Steve as a runner who has reached his goal, Leaned half exhausted on his snowshoe pole, The while his sturdy auditors began To don their caps and mittens, to a man, Then wrapping mufflers 'round their ears and throats, Put on their clumsy, canvas overcoats. Thanks to the providence of Dad McGuire, Who always kept a stock of baling wire And odds and ends of everything around, Their feet were quickly and securely bound With canvas ore sacks or with gunny-sacks, A thing the miner's wardrobe seldom lacks.

VI. THE RESCUE

Forth to the rescue went the miners bold, Regardless of the tempest wild and brisk, Regardless of the driving snow and cold, Regardless of the hazard and the risk; Facing with stalwart resolution brave The snowy fate of those they strove to save.
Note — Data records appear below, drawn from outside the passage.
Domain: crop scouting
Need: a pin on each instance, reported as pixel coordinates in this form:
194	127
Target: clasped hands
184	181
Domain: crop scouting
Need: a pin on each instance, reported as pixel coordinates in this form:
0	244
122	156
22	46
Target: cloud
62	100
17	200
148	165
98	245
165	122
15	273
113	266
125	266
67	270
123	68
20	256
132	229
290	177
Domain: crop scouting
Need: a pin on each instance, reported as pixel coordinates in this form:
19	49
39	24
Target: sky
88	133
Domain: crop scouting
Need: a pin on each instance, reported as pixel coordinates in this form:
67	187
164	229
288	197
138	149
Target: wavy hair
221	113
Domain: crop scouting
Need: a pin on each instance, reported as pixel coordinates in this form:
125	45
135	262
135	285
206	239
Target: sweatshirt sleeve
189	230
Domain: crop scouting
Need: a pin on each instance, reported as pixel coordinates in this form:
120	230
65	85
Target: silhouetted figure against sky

One form of courage nerves the soldier's arm, Excitement overcomes the wild alarm Which at the onset e'en the bravest feel, Though self-possession may that fear conceal. The unromantic dangers of the storm Require another and a sterner form, For no emotion nerves the craven breast To tempt the snowslide on the mountain's crest; That noblest element unnoticed thrives Beneath the surface in unnumbered lives; At danger's call the sympathetic bond Leaps to the surface, as the waves respond When one has tossed a pebble in a pond; For man has ever since the world began Laid down his life to save his fellow-man; Heroes are they, no praise commensurate, Who do their duty in the face of fate.
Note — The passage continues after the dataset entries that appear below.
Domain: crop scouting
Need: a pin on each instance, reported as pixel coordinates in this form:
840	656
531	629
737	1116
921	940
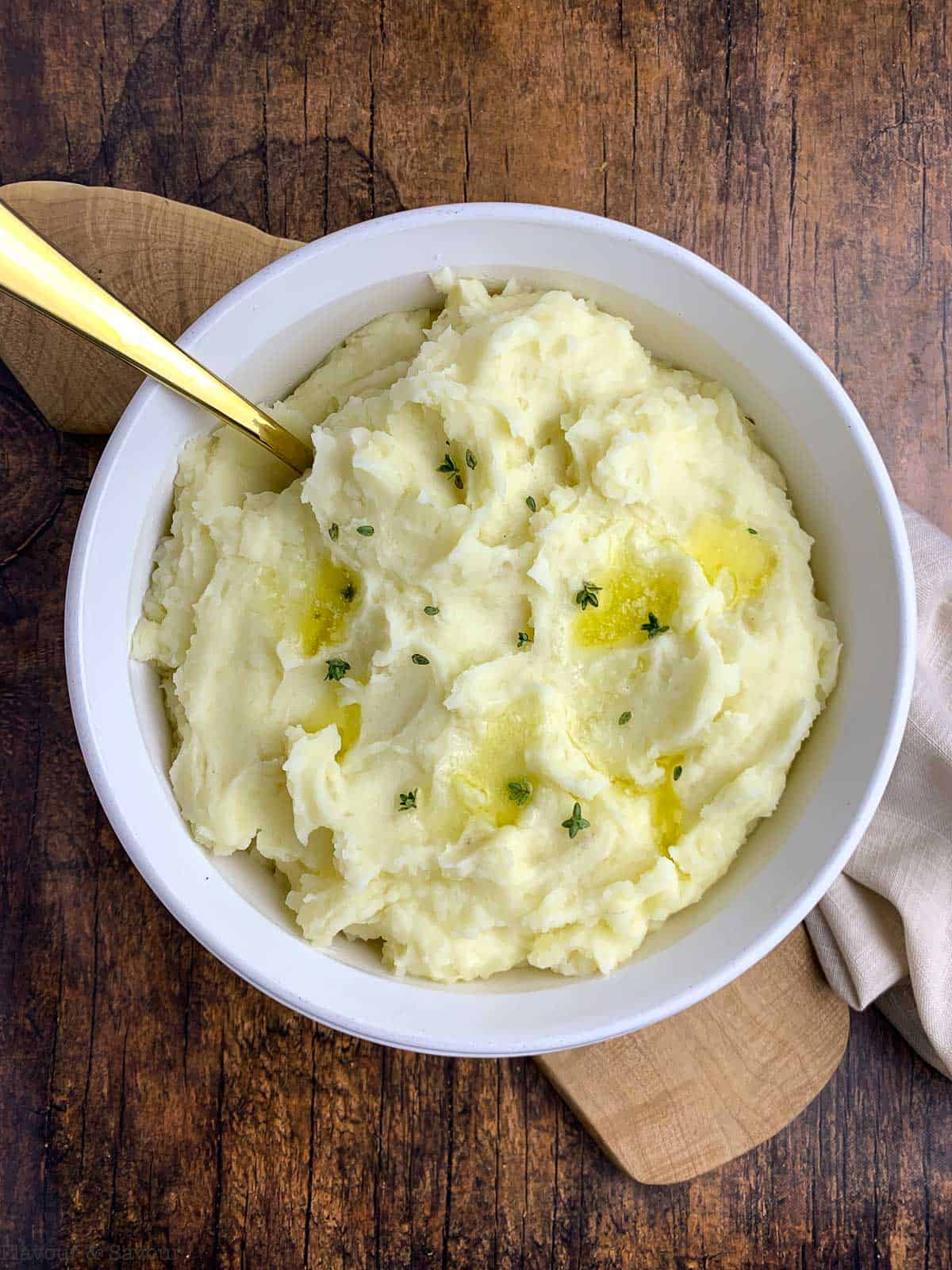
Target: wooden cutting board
668	1103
Through gloomy forests, intricate and dark, Which skirt the confines of the mountain park, With arduous climb and hazardous ascent Up through the gulch precipitous and wild To where the avalanche its force had spent, In silent haste the rescue party filed.

On such occasions little may be said, The sternest use subdued and whispered breath, For silence seems contagious from the dead, A vague, unconscious reverence for death. Facing the inconvenience of the blast, Which whirled the drifting snowflakes as it passed, The party shovelled; and with one accord Abstained from converse, no one spoke a word Till hours of strenuous search disclosed to sight Six corpses from their sepulchre of white. The other two, who by some wondrous means, Escaped with but some trifling cuts and sprains, Were in the meantime by their fellows found, Dazed and exhausted in the gulch below, For storm-bewildered men will grope around Describing circles in the blinding snow, Until they sink, their vital forces spent, And crystal snowflakes weave their cerement.
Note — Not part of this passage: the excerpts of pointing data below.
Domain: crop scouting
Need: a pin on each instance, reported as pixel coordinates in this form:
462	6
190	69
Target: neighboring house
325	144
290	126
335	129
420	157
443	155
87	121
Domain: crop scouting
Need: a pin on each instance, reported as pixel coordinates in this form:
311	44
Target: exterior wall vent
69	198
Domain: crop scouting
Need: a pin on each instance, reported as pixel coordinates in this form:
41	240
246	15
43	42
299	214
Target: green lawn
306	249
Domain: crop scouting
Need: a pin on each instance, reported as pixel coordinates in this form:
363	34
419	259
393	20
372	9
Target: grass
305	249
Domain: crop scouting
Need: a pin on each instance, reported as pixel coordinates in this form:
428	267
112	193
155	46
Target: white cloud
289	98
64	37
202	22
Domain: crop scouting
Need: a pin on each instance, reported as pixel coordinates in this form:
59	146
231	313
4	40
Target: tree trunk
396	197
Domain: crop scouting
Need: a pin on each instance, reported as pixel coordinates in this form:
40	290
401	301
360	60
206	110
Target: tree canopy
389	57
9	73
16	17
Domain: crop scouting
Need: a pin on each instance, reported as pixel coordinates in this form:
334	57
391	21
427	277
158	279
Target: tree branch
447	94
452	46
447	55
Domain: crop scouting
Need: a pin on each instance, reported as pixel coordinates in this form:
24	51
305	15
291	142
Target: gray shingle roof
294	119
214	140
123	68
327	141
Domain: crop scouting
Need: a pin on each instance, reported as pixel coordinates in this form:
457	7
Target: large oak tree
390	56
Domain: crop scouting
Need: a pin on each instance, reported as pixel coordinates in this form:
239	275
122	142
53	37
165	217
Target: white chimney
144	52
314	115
Six pairs of skies,[1] each improvised a sled, On which were placed the stark and staring dead; As flickering lanterns flashed a ghostly glow Upon them in their winding-sheets of snow, The sad procession now retraced its course Back through the dismal forest, while the blast Wailed forth a requiem in accents hoarse, Which shuddering pines re-echoed as it passed.

* * * * *

With sorely overtaxed and waning strength, As some spent swimmer struggling to the shore, The weary party found its way at length, Back through the forest to the cabin's door. As Uncle Jim, whose life was ever spent In ministering to others, had been sent Ahead, the dying coals had been renewed With fresh supplies of pine and aspen wood, And blazed a cheery invitation forth To those who sought the comfort of the hearth.

[1] Norwegian snowshoes.

The two survivors were the strangers who Had just arrived the afternoon before; Their names nor antecedents no one knew, But western miners do not close the door On weary travellers, whosoe'er they be, No matter what their race or pedigree; The one credential needed in the west Is--human being, storm-bound and distressed. The rescued miners, much benumbed and chilled, To show some signs of conscious life began; So Dad McGuire, in therapeutics skilled To cure the maladies of beast or man, Pursuant of his self-appointed task, From out some secret depths produced a flask, Which to the rescued miners he applied As guaranteed to warm them up inside. By way of chance digression, should you ask The nature of the liquid in the flask, Which, evidently, the boys had used before, We must admit, the empty bottle bore, Like most of bottles used in mining camps, The revenue collector's excise stamps.